Cumartesi, Kasım 15, 2025

Enerji

Modern dünyanın enerji kaynaklarını yönetmek ve kullanmak için belirlenen stratejilerin, hedeflerin ve yönergelerin bir toplamı mevcut enerji politikalarının ana omurgasını oluşturuyor. Dünya’da bireysel ve toplu ulaşım ve taşımacılığın kitleler, mal ve hizmetlerin fiziksel hareket kabiliyetini arttırırken, teknolojideki gelişmelerin katkısı çerçevesinde sürat ve zamandan tasarruf etme imkanı sağlayan diğer imkanları da beraberinde getirdiği bir gerçektir. 

Yapılan araştırmalar ilerisi için bu konuda farklı ve çarpıcı neticeler bekleneceğinin işaretini vermektedir. Tabiatıyla sektör olarak başta ulaşım altyapısı, lojistik ve teçhizat ile enerji gibi uluslararası ticareti direk etkileyen iki ana donanım ve yatırım alanı konu ile yakından alakalıdır. 

Son elli yıllık dönemde yaşanan bazı savaşlar yüzünden ya da yaptırımların giderek daha yoğun bir şekilde dış politika aracı olarak kullanılması nedeni ile zaman zaman bazı önemli enerji üreticisi ülkelerin petrol arzının durma noktasına geldiği ve bazı ülkelerin ise enerji kaynakları tedarikinde ciddi zorluklar yaşadığı görülmüştür. 

Daha çok yeni olan, beş AB üyesinin(Macaristan, Slovakya, Fransa, Romanya ve Belçika) Enerji ve Temiz Hava Araştırma Merkezi- CREA’nın yayınladığı rapora göre Ekim ayında Rusya’dan 938 milyon euroluk enerji ithal ettiği haberidir.

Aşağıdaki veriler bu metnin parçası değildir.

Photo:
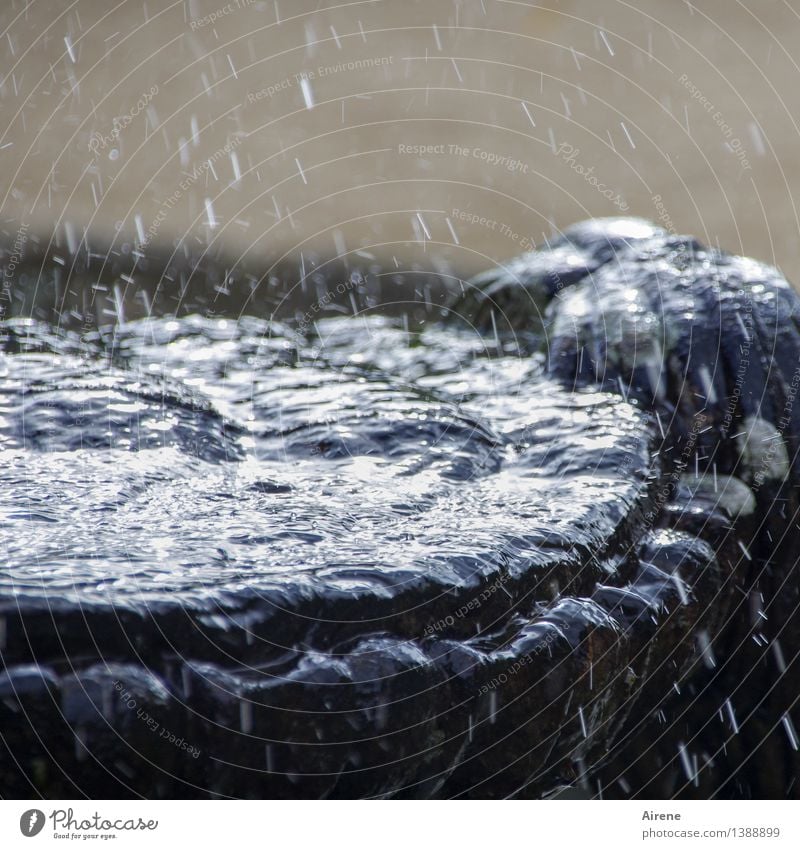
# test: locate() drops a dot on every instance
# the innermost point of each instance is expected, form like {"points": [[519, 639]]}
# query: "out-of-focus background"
{"points": [[448, 133]]}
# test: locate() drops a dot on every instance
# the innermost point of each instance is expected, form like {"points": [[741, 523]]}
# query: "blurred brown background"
{"points": [[283, 127]]}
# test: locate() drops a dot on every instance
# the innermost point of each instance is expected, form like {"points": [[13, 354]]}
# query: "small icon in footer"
{"points": [[31, 822]]}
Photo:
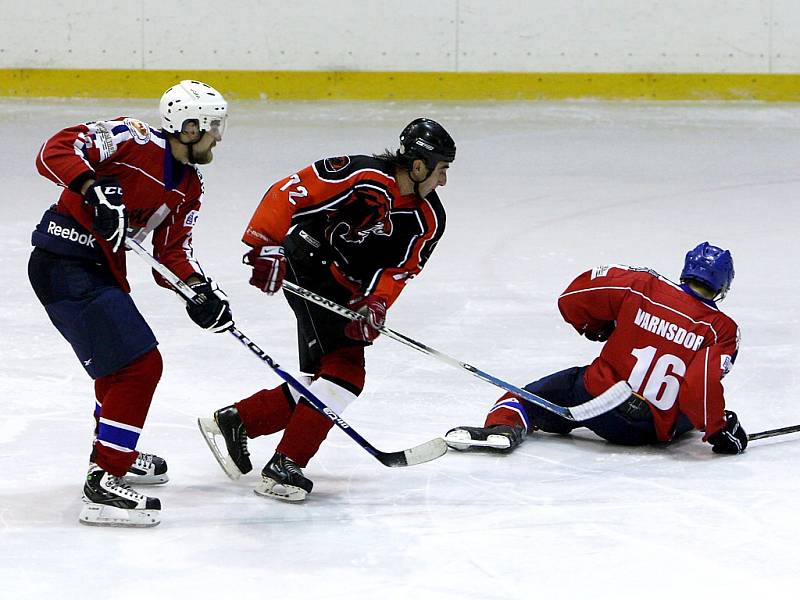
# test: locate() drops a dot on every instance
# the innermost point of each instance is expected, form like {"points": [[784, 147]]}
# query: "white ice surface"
{"points": [[539, 193]]}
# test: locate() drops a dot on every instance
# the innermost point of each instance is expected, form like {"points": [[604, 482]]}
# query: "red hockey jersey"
{"points": [[161, 194], [673, 347], [377, 256]]}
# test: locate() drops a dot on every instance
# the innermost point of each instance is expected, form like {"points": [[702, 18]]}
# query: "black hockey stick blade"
{"points": [[773, 432], [414, 456]]}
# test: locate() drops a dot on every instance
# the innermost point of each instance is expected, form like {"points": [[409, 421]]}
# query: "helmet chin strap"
{"points": [[190, 152], [416, 183]]}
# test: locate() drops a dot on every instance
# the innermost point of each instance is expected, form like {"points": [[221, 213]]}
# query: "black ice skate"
{"points": [[111, 502], [497, 438], [147, 469], [235, 461], [281, 478]]}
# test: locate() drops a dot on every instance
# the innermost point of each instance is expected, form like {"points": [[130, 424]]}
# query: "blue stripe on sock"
{"points": [[118, 436]]}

Mevcut sevkiyatların, AB tarafından söz konusu ülkelere tanınan istisna kapsamında sürdüğü belirtilmekte.

Bu arada yeni teknolojilerin kaya gazı gibi enerji kaynaklarını çıkarmayı mümkün kılması ya da yeni keşifleri kolaylaştırmasının da dünya enerji üretiminde önemli değişikliklere yol açacağı söylenebilir. 

Enerji kaynakları arzı ve tüketiminde son otuz yılda bir yanda ortaya koyulan önemli değişim hamleleri diğer yanda ise sürdürülen eski trendler görülür. Çevre kirliliği ve iklimle ilgili kaygılar ile teknolojik gelişmelerin enerji arz ve tüketiminde yeni eğilimleri gündeme getirdiği, Ukrayna gerginliği gibi uluslararası sorunların dünya ekonomisinde yol açtığı durgunluğun enerji tüketiminde de azalmalara neden olduğu açıktır. 

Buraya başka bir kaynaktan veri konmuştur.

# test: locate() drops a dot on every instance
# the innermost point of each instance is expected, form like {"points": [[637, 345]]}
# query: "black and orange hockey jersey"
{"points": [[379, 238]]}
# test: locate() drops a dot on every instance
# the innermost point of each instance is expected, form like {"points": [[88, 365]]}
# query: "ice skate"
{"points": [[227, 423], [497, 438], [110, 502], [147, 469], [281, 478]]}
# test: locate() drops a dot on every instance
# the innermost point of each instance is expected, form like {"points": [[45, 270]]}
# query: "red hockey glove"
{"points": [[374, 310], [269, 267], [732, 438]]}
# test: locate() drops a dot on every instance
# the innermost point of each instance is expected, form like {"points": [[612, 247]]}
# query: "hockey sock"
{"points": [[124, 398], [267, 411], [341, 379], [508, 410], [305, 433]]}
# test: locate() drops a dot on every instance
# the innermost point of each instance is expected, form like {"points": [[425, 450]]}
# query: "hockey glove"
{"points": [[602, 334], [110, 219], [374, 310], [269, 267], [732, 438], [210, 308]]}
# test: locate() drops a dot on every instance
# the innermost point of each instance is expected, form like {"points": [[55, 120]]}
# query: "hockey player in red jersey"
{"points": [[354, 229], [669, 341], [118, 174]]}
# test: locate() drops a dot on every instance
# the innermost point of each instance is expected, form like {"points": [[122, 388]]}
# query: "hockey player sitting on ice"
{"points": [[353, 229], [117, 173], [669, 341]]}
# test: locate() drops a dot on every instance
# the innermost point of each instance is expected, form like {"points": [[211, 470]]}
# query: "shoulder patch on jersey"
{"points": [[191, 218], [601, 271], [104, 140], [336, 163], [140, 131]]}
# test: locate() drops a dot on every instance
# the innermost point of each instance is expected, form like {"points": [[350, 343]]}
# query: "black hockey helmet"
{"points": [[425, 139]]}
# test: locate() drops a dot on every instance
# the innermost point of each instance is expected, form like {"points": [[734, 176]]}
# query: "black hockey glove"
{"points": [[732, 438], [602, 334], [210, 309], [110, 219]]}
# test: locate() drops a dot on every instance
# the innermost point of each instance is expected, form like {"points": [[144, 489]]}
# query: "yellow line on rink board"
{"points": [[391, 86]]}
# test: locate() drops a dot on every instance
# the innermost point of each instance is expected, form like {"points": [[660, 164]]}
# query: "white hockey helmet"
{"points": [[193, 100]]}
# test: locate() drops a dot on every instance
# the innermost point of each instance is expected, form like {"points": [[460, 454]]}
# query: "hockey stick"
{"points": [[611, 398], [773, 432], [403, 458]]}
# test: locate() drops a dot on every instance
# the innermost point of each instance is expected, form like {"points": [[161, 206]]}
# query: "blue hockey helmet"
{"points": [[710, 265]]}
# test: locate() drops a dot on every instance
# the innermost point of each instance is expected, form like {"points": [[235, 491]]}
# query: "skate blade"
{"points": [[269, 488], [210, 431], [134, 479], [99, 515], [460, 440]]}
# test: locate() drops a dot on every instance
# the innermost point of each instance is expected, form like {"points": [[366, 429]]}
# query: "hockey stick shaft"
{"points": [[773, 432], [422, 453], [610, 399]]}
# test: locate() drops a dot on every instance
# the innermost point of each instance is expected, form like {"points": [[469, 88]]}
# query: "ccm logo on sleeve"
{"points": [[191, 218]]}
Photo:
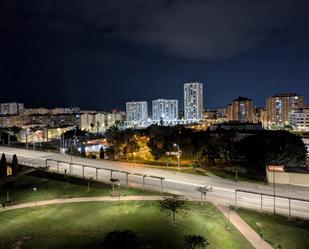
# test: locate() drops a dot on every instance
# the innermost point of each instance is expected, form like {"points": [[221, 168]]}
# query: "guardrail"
{"points": [[273, 197], [97, 169]]}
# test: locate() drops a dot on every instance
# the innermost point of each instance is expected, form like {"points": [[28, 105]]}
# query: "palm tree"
{"points": [[92, 126], [236, 170], [3, 166], [175, 204], [195, 241]]}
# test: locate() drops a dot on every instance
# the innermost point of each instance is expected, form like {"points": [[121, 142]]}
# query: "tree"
{"points": [[280, 147], [102, 153], [236, 170], [98, 126], [119, 239], [175, 204], [7, 186], [83, 151], [15, 166], [3, 166], [195, 241], [203, 191], [113, 181], [92, 126]]}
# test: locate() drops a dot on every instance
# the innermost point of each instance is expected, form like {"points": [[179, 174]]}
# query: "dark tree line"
{"points": [[252, 151]]}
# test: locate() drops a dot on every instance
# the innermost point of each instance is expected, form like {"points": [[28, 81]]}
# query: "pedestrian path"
{"points": [[252, 236]]}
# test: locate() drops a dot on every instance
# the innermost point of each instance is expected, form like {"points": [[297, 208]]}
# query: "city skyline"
{"points": [[83, 56]]}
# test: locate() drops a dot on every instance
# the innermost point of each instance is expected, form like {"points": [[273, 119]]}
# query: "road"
{"points": [[174, 182]]}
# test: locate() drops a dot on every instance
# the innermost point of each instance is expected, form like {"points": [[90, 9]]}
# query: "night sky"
{"points": [[98, 54]]}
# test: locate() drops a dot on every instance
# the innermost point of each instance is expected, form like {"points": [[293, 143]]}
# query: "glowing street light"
{"points": [[178, 155], [35, 189]]}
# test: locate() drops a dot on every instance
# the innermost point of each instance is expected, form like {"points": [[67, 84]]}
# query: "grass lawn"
{"points": [[55, 186], [83, 225], [278, 230]]}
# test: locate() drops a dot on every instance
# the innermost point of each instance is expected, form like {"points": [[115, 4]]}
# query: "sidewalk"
{"points": [[244, 228]]}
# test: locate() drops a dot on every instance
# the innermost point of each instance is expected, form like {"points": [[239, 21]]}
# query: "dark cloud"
{"points": [[198, 29]]}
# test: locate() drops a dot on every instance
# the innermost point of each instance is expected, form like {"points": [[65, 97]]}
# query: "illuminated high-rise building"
{"points": [[137, 111], [193, 101], [12, 108], [165, 110], [279, 106], [241, 110]]}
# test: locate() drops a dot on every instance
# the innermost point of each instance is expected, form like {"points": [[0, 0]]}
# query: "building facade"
{"points": [[299, 119], [241, 110], [193, 101], [165, 110], [12, 108], [279, 106], [137, 111]]}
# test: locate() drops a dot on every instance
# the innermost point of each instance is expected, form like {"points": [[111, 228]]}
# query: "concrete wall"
{"points": [[288, 178]]}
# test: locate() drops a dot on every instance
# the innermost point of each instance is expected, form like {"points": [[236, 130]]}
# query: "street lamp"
{"points": [[27, 130], [204, 190], [34, 189], [178, 155], [228, 210]]}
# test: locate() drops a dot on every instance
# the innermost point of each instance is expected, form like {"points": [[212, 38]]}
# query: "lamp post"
{"points": [[228, 210], [34, 189], [178, 155], [27, 146], [274, 189]]}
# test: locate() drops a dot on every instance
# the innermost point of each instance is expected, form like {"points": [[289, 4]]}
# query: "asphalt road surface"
{"points": [[174, 182]]}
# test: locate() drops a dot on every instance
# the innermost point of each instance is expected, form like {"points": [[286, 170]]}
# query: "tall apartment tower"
{"points": [[137, 111], [193, 101], [12, 108], [165, 109], [241, 110], [279, 106]]}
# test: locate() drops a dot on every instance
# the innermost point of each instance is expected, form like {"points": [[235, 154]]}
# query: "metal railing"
{"points": [[262, 205], [97, 169]]}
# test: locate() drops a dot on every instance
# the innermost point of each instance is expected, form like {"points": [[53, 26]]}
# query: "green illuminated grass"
{"points": [[278, 230], [83, 225], [49, 188]]}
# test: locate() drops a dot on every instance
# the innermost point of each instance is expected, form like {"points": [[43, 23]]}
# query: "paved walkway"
{"points": [[244, 228], [233, 217]]}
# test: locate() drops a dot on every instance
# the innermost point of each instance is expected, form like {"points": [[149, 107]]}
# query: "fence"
{"points": [[273, 203], [95, 173]]}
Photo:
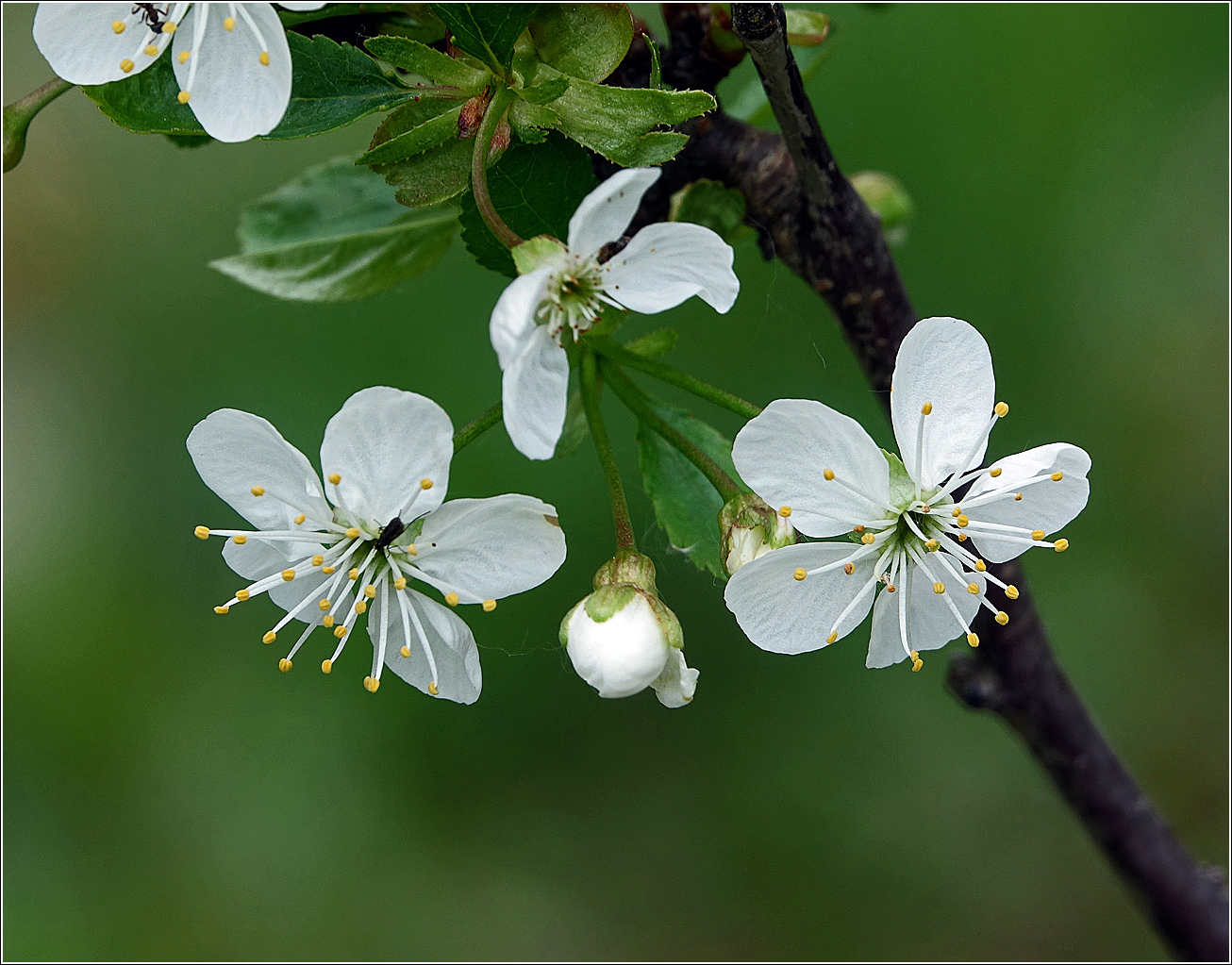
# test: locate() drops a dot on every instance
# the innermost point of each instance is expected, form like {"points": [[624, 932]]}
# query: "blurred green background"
{"points": [[169, 794]]}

Çin, Hindistan, Endonezya gibi ülkelerin hızla büyüyen ekonomilerinin devasa ihtiyacı, fosil yakıt kaynaklarının önemini koruması sonucunu doğurdu. Halen sırası ile petrol, kömür, doğalgaz üretimde en fazla paya sahip kaynaklardır. Bununla beraber, dünya enerji üretiminde farklı enerji kaynaklarında yaşanan değişimlere bakıldığında 1971-2022 döneminde en fazla ortalama artışın yenilenebilir enerji kaynaklarında olduğu dikkati çeker. 

Brezilya’nın Belem şehrinde düzenleniyor olan Birleşmiş Milletler İklim Değişikliği Çerçeve Sözleşmesi 30. Taraflar Konferansı(COP30) kapsamında hazırlanan güncel karbon emisyonu verilerine göre, fosil kaynaklardan kaynaklanan karbon emisyonlarının bu yıl geçen yıla göre yüzde 1.1 artarak 38.1 milyar tonla yeni bir rekor seviyeye ulaşacağı hesaplanıyor.

İklim değişikliği gibi doğal süreçler, insan eli ile çevre kirliliği, üzerinde yaşanılan gezegenimizin korunması uğruna yatırımların yenilenebilir enerji kaynakları arzına yönelmesi, iktisadi platformda zaman kazanımı açısından uluslararası ittifaka dayalı ‘temininde avantaj’ nitelikli kabule dayandırılmalıdır. Öylece uzun vadede bir temel girdi olarak arzı, çok yönlü iktisadi fonksiyonları açısından talebi, bilhassa çevre ile ilgili risklerin yanında güvenliğin kontrol edilebilirliği gibi açılardan özellikle gereklidir.